Le 26 septembre 1978, le Conseil national refuse cette proposition. Il s'ensuit un long feuilleton compliqué. Soucieux de sauver sa réforme, Georges-André Chevallaz projette, malgré la décision parlementaire, de satisfaire les socialistes et de préparer la loi qu'ils exigent. Le 20 octobre, ses services rendent public le budget de la Confédération pour 1979 : 16,5 milliards de dépenses, 1,3 milliard de déficit. Quelques jours plus tard, le Conseil des États (Chambre des cantons) prend pourtant le risque de balayer la nouvelle proposition Chevallaz, et il est suivi, le 11 décembre, par le Conseil national : les socialistes, dès lors, s'opposeront à l'introduction de la TVA.

À la Gauche-Charybde s'alliera, une fois de plus, la Droite-Scylla. Les défenseurs militants de l'autonomie cantonale ne veulent pas que l'État central se mette financièrement à l'aise. Les petites et moyennes entreprises redoutent un fisc « inflationniste et paperassier ». Et le résultat, plutôt rassurant, de l'exercice 1978, publié le 12 mars 1979, confirme cette frange-là de l'opposition dans son attitude : les comptes de l'État présentent un déficit de 719 millions au lieu de 1 212 qu'on avait prévus.

Le verdict populaire est enfin rendu le 20 mai : la TVA recueille encore moins de suffrages positifs (35 %) que dans sa première version (40 %). Le naufrage paraît, cette fois, définitif.

Chaleurs et frissons

Pendant ce temps, l'économie nationale passe par les chaleurs et les frissons d'une petite fièvre aussi difficile à définir qu'à guérir. Le franc suisse, refuge des spéculateurs et des épargnants, continue à monter. Les exportateurs gémissent. Une grande entreprise horlogère, Ébauches SA, provoque un choc en annonçant que, pour vendre à l'étranger ses mouvements de montres à des prix compétitifs, elle se verra dans l'obligation de transférer une partie de sa production vers l'Asie, la France et l'Allemagne.

Puis la situation semble s'améliorer. Les mesures prises par la Banque nationale d'une part, celles que le président Carter annonce, d'autre part, en vue de soutenir le dollar américain, pèsent sur le cours de la monnaie helvétique.

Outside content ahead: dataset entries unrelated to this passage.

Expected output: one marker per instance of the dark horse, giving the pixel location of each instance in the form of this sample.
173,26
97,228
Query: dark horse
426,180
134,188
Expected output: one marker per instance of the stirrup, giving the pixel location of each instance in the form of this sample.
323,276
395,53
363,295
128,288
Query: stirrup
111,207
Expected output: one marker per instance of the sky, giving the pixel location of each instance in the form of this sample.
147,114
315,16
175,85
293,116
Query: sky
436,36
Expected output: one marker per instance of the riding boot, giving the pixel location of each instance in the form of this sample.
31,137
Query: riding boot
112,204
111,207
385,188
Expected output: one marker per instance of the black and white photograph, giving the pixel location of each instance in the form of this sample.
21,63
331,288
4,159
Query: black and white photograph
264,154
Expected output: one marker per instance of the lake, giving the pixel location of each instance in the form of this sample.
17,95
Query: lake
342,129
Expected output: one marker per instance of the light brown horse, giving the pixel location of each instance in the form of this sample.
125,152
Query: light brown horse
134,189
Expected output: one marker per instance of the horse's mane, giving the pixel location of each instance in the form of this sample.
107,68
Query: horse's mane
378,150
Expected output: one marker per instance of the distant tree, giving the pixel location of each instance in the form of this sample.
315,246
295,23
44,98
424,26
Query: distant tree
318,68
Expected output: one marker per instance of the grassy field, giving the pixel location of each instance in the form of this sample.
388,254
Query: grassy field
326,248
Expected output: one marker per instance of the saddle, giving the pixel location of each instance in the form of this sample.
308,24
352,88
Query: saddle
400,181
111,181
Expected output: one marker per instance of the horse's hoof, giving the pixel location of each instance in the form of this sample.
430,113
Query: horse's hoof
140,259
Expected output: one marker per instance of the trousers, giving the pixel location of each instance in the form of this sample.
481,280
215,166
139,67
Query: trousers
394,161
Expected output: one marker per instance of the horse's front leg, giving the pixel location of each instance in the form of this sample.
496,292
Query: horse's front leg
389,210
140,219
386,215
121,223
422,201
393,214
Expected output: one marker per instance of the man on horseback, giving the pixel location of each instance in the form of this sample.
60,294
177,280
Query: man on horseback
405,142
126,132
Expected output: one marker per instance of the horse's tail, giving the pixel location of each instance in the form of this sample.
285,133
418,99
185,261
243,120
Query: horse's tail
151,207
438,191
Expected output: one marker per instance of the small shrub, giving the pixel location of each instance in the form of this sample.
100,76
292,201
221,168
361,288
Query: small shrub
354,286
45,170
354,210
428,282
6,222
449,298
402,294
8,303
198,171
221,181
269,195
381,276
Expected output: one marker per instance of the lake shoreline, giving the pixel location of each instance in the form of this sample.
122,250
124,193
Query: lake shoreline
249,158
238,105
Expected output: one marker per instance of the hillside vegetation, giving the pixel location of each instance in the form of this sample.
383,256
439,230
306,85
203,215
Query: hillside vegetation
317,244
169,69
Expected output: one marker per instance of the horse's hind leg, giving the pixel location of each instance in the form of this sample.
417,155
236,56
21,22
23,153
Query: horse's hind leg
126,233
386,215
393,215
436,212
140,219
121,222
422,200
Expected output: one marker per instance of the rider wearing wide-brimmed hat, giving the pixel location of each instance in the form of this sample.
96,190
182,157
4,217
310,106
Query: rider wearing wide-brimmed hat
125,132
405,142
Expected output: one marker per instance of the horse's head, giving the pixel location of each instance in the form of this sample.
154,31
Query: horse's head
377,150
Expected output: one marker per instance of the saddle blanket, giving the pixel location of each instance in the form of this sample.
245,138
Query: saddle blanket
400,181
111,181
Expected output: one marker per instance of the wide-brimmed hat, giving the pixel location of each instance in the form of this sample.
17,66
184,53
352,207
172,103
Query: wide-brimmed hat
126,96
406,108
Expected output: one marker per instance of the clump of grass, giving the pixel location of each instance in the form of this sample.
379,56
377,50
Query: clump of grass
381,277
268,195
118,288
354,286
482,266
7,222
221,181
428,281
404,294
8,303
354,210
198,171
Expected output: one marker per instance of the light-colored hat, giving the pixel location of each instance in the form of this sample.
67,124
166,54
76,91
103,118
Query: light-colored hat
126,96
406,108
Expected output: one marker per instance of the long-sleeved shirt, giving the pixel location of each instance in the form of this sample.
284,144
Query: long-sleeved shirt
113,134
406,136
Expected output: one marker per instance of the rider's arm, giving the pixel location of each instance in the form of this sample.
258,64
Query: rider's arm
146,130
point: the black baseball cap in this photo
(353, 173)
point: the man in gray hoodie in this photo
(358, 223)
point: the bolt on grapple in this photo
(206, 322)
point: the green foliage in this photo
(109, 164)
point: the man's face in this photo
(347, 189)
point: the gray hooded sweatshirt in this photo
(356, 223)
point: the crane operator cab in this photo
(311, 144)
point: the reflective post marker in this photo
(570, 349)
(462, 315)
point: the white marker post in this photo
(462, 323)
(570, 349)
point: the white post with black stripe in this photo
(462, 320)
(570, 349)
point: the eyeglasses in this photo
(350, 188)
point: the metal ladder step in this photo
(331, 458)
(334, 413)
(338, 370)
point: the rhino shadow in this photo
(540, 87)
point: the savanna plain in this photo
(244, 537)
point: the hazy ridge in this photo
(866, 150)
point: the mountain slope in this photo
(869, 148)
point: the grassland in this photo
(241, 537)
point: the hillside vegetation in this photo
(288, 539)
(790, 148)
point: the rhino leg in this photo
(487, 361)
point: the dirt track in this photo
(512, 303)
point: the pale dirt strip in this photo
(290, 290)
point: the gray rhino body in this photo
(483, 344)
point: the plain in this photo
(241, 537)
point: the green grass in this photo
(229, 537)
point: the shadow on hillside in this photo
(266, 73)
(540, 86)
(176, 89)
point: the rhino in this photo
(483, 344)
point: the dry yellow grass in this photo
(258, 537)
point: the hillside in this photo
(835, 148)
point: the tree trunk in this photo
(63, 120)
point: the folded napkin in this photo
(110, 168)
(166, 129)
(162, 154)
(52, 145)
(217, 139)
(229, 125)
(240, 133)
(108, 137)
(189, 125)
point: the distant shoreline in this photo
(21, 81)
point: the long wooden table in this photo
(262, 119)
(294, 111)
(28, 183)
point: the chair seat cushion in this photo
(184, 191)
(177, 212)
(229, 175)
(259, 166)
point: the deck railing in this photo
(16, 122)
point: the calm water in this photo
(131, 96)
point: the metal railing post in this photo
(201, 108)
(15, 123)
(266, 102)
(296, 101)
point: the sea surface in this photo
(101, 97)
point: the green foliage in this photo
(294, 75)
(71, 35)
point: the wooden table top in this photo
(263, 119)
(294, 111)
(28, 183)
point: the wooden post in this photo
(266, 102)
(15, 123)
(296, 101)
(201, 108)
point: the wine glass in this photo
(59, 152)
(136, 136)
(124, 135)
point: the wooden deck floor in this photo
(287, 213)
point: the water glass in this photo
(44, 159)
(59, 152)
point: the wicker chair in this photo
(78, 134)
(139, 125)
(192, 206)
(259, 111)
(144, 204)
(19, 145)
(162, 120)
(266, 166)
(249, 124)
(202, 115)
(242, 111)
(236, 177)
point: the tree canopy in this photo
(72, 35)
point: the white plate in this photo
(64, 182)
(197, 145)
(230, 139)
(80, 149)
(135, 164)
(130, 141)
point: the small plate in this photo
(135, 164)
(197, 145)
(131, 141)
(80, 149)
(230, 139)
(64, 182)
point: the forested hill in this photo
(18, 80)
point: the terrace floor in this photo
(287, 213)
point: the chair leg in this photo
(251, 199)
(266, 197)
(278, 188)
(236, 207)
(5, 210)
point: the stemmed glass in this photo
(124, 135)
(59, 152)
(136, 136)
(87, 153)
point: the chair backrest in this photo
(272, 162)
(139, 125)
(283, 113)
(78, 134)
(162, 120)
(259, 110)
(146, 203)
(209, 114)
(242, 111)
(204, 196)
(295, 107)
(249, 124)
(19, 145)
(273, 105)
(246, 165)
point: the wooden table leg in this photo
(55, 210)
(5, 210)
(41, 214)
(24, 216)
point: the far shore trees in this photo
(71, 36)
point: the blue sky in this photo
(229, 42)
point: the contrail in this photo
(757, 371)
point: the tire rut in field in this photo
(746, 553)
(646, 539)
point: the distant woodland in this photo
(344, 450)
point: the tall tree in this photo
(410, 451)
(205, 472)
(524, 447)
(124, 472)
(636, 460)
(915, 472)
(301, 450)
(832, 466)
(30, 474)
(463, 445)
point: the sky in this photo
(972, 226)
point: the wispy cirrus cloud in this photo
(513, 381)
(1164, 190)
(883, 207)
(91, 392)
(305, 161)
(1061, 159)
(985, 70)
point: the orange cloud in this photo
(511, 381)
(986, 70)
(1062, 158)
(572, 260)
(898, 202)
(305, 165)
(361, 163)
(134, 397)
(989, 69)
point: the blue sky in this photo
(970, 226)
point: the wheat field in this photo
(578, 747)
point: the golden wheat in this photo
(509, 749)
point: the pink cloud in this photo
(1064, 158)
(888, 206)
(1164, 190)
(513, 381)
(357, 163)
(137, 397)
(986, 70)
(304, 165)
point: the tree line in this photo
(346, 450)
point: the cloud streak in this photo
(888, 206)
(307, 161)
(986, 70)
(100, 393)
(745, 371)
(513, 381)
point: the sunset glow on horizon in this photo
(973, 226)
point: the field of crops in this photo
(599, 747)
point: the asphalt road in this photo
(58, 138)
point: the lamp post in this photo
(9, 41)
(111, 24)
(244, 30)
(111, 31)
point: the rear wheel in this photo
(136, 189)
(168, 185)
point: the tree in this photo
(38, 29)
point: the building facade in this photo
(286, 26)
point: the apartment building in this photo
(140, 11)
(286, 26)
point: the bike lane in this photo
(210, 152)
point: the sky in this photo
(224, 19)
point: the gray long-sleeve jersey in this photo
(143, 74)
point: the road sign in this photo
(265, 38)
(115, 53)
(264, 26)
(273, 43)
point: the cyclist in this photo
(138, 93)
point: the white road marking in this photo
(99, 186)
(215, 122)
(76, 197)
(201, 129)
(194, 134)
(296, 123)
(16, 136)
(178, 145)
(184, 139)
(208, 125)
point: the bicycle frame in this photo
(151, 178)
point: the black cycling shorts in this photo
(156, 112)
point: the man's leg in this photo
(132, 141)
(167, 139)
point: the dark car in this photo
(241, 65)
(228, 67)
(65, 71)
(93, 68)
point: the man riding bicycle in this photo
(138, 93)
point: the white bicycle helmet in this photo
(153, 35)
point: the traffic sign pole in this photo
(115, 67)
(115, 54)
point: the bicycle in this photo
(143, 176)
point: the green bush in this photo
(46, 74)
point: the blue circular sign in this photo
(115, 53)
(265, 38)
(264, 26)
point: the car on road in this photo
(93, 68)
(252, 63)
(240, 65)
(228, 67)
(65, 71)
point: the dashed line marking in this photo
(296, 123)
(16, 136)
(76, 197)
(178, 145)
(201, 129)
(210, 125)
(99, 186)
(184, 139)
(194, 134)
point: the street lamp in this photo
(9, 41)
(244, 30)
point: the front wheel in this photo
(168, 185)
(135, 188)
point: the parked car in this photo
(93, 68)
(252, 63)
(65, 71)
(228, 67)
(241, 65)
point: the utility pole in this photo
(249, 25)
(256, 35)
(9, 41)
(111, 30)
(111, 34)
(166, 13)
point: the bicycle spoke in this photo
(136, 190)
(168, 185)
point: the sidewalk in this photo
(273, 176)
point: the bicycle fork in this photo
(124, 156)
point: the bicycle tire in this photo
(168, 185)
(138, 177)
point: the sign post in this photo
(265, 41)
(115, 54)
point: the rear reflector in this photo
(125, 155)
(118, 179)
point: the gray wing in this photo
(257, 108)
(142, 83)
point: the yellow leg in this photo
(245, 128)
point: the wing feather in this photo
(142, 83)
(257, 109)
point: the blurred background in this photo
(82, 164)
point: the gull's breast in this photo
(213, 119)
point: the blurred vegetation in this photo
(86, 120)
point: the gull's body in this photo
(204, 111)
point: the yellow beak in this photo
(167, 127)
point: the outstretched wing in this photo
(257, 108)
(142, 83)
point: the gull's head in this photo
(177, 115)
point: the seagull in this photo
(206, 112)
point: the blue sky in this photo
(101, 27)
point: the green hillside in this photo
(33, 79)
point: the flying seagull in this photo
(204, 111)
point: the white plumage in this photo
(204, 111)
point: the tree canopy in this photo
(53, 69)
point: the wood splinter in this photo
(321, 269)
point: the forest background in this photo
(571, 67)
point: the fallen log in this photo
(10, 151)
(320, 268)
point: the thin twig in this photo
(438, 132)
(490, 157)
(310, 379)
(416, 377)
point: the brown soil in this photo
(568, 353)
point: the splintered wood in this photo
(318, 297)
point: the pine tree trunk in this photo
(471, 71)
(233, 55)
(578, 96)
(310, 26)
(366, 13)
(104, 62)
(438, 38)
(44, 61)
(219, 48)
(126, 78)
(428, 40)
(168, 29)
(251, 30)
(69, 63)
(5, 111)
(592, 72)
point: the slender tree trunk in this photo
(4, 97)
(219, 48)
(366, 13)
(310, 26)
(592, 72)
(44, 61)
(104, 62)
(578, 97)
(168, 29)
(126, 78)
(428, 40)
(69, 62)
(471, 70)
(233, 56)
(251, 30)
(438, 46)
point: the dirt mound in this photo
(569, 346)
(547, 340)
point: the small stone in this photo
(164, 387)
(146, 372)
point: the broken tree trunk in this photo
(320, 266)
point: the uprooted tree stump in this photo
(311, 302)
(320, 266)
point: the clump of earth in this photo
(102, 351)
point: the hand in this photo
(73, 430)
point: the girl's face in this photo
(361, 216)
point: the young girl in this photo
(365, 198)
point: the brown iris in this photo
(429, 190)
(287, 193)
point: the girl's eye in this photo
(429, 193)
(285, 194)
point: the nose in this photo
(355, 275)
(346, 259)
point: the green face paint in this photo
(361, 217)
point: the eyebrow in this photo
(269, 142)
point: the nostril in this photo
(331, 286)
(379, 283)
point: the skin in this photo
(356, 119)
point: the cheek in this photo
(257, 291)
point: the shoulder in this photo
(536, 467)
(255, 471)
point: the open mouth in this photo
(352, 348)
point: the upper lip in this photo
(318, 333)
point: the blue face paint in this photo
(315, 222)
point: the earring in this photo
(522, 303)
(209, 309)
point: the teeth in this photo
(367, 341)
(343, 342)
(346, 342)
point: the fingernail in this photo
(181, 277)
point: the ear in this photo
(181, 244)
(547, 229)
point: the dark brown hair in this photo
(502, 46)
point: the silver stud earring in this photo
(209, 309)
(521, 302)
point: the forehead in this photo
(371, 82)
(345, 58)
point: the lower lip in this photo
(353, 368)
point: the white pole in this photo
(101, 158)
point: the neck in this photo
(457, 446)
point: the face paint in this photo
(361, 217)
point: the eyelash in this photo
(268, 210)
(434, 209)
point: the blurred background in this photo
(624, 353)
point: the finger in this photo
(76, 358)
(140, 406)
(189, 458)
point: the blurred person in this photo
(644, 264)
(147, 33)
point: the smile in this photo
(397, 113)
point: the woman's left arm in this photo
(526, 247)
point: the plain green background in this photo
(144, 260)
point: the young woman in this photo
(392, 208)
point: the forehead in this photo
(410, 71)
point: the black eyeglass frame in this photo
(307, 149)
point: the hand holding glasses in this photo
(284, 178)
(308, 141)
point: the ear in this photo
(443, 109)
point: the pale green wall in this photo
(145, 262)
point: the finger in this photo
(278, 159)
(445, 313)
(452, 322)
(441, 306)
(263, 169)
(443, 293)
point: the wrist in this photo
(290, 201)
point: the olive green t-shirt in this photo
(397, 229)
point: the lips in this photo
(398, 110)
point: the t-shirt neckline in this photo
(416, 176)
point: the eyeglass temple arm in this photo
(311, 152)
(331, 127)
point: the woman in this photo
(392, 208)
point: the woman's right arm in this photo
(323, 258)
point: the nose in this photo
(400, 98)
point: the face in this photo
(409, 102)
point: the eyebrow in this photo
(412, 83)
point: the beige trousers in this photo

Mais, aussitôt, l'indice des prix, qu'on croyait pétrifié, se remet lentement à bouger, stimulé du reste par la hausse insensée du mazout : 60 % en trois mois d'hiver. Sectoriel et relativement faible, le chômage ne se résorbe pas, mais reste comme une menace à l'horizon : en avril, on compte 12 060 chômeurs complets, ce qui fait une augmentation de 7,9 % en une année.

Sur ce morne arrière-plan, le problème de l'énergie se pose de manière d'autant plus aiguë. Et là, c'est le chef du Département fédéral des transports, des communications... et de l'énergie, le socialiste Willi Ritschard, qui se bat sur la brèche, en opposition, d'ailleurs, avec son parti. Les deux événements dont on se souviendra le mieux se passent à l'étranger. Le 5 novembre 1978, les Autrichiens consultés par le gouvernement Kreisky refusent la mise en exploitation de la centrale nucléaire de Zwentendorf. Et le 28 mars 1979, des vapeurs légèrement radioactives s'échappent du réacteur américain de Harrisbourg. Une chaude bataille politique se place entre ces deux dates.